Remus doesn’t know what he’s talking about. Whether it’s his own stench, mingling with Sirius’ to create a harmony of tangled and sharooshing odors, or what’s to come within the next few minutes because he knows it will and he knows it’s ineluctable. And of course Sirius will be cold and rough and fast because his hormones control his teenage mind. But Remus still doesn’t know what to associate his words with when he refers to the inevitable future as bad.
“I know,” sighs Sirius, “and I love it.”
It can’t be the stenches that they’re talking about anymore. Sirius’ fingers tickle up his back, hitching up more of his shirt to rub the bottom of Remus’ spine. The bones of his vertebrae shift at the soft kneading of the raven’s probing fingers.

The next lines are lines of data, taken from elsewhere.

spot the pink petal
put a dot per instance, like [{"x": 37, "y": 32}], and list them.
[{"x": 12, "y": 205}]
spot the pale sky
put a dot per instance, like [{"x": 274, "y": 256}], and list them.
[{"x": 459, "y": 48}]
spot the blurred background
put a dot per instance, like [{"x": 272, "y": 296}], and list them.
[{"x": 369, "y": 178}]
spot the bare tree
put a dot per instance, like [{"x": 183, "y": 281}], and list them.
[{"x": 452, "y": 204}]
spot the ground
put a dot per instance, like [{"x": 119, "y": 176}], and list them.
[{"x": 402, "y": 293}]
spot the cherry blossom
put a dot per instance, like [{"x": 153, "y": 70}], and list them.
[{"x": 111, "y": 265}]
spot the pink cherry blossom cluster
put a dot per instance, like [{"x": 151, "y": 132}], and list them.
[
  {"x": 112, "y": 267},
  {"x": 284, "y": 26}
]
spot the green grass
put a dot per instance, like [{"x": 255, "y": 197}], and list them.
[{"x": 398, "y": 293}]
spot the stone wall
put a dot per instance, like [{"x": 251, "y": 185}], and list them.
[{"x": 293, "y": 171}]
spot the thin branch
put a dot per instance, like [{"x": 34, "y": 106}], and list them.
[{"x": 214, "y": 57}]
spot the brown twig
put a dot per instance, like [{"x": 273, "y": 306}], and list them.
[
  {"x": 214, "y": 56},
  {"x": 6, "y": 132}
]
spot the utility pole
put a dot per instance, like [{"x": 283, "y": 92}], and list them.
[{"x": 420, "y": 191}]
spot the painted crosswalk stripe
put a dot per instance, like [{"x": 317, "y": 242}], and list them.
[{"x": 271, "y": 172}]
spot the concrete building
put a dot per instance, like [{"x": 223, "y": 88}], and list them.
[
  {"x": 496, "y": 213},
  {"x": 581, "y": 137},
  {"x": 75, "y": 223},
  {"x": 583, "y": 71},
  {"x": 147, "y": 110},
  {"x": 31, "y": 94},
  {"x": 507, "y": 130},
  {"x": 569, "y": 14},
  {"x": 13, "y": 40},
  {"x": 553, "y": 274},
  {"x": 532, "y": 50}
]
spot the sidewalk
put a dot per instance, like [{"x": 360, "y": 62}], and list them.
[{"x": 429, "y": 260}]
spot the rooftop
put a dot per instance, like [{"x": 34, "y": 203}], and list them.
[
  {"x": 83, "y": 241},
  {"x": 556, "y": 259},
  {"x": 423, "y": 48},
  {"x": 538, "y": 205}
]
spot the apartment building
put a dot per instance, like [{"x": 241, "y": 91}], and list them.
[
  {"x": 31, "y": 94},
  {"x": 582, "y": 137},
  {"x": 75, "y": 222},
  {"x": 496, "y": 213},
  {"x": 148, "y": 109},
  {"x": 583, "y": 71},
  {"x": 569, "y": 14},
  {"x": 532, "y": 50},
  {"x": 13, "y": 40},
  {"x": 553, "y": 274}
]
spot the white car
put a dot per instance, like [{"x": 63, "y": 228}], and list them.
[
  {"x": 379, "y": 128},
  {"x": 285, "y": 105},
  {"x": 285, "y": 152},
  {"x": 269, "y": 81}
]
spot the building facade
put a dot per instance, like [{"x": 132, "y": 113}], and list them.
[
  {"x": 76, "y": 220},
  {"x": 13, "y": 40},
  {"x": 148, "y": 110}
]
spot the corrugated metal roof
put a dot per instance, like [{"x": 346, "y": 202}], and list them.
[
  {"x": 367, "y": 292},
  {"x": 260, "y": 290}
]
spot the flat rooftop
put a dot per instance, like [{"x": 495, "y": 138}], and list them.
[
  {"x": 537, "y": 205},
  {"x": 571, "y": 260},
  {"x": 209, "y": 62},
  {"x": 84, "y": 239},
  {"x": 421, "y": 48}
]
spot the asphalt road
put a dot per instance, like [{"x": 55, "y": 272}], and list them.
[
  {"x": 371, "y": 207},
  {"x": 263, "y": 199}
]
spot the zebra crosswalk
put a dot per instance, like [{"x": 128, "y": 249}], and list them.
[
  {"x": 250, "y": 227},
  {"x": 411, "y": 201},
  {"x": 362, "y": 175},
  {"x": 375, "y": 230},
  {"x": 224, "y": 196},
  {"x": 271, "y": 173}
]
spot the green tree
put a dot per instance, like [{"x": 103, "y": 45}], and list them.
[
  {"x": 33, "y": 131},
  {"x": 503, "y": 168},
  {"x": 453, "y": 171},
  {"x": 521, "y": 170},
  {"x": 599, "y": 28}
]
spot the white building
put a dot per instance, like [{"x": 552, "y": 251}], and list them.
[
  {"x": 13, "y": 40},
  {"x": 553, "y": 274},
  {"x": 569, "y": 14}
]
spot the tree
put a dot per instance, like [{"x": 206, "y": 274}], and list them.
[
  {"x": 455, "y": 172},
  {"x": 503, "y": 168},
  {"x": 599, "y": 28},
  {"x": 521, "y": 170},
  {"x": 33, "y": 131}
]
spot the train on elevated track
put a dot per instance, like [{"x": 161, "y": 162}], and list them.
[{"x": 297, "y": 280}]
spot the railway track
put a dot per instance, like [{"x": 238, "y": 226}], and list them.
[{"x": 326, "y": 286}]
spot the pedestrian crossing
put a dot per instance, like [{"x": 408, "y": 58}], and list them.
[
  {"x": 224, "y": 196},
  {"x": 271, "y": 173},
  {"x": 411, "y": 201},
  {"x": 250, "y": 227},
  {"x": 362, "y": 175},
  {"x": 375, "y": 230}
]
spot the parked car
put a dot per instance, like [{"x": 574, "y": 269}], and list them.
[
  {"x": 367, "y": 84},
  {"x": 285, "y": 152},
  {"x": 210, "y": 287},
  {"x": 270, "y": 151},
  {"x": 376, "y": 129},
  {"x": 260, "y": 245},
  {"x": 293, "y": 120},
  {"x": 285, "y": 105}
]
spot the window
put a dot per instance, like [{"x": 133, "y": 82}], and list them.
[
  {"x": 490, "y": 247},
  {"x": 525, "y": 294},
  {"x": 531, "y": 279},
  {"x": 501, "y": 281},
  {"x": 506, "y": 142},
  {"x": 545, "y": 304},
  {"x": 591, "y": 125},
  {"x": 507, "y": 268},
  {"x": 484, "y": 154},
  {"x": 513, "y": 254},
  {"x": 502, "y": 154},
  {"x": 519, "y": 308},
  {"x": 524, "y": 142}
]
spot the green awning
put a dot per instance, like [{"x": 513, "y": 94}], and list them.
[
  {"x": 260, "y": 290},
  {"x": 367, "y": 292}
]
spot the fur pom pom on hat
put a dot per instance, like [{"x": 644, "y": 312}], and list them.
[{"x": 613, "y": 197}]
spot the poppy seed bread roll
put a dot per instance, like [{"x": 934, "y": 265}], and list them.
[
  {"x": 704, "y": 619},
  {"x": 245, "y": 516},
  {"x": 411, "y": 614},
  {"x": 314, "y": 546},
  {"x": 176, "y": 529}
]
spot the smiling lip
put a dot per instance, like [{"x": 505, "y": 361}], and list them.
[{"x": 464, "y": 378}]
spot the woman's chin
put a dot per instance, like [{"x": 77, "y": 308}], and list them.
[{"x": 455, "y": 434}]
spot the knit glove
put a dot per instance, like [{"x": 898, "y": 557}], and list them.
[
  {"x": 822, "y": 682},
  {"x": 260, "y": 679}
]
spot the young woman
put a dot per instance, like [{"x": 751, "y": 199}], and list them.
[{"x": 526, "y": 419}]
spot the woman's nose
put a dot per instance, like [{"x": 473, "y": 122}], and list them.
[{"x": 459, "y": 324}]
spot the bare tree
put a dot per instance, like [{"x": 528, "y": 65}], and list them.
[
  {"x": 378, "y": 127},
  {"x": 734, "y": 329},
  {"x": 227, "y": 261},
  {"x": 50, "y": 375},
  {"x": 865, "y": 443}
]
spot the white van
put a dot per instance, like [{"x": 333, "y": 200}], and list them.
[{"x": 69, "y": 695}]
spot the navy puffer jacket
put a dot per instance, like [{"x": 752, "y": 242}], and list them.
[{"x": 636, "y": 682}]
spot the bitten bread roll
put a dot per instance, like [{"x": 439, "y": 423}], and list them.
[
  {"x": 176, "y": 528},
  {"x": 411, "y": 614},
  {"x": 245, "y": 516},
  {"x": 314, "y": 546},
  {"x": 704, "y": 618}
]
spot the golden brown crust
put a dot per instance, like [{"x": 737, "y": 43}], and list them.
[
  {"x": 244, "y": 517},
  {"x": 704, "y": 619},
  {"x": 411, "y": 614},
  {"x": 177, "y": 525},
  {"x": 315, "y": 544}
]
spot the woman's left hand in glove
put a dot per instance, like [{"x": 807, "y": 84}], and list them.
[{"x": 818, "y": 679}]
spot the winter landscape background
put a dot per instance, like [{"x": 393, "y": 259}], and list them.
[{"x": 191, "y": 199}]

“You’re filthy,” Remus comments, and it’s true, his cheek pressed against a dirt-splattered shirt and Sirius’ equally dirty words revolving around his mind, unfocused and jumbled.
“Haven’t showered either.”
“Right.”
“Maybe we should.”
“Or maybe we shouldn’t.”
Showers are wet and hot, nothing but steam and pools of water falling down delicate eyelashes and blurring visions. The smoke of the water will make it all slick and smooth, undeniably smooth and glabrous too, as dirt and grime wash down thighs and kneecaps. It takes too long, and Remus is just as impatient as Sirius. He pins his lip between his teeth and before even waiting for a response, he pulls on the hem of Sirius’ shirt.
“Shower’s cleaner.”
“Shower’s wetter.”
The shirt is off, and all that’s left is Sirius’ shivering chest.
“…shower’s hotter.”
“I’m not cold.” Remus breathes, and Sirius breaks.
And it’s practically tongue first as Sirius fuses their lips together, his mouth the only thing warm on his whole damn body.
And it’s just like Remus remembers, bumping tongues and grinding teeth. Impatience and fumbling and deep grumbling in throats, never bothering to do anything right. It’s all urgency because they can never be together fast enough, they can never touch enough, and they can never memorize the sensations enough.
Sirius bites on Remus’ lip and it hurts, but it’s not like Remus cares anyway. And then they fall into this rhythm, the rhythm Remus had assumed to fade enough to be forgotten, but it’s all the same. Sirius’ mouth hot on his, his moans being swallowed Remus’ throat, his thighs bumping against the werewolf’s.
It’s all pain and hurt and the undeniable swirl of pleasure warped into a frenzy, a frisson, and Remus wonders how long it will last before school starts and it’ll be everyday that kisses will be sneaked and friskiness whenever he feels like it will be available.
He doesn’t want to ever take his eyes off of Sirius, and damn, he misses it. Summer’s been too long, too hot, too sweaty without Sirius, and now that he’s here, flesh and blood boiling under his skin, Remus is nothing but a mess of things. He wants Sirius, he wants his lips on his and his eyes locked on him, and he’ll be damned if Sirius will ever leave this house again.
“Should’ve come earlier.”
“I know,” Sirius whispers, and his mouth bumps against the werewolf’s as he says it, and the friction is enough to drive Remus insane. His tongue licks Sirius’ lip, if only to hear his voice, hear his strangled moans, and it’s worth it as Sirius grabs him by the waist and practically shoves him onto the wall, climbing his body with a knee hooked over Remus’ leg.
“Gods.”
“I know,” Sirius repeats, and grinds his hips, “I know.”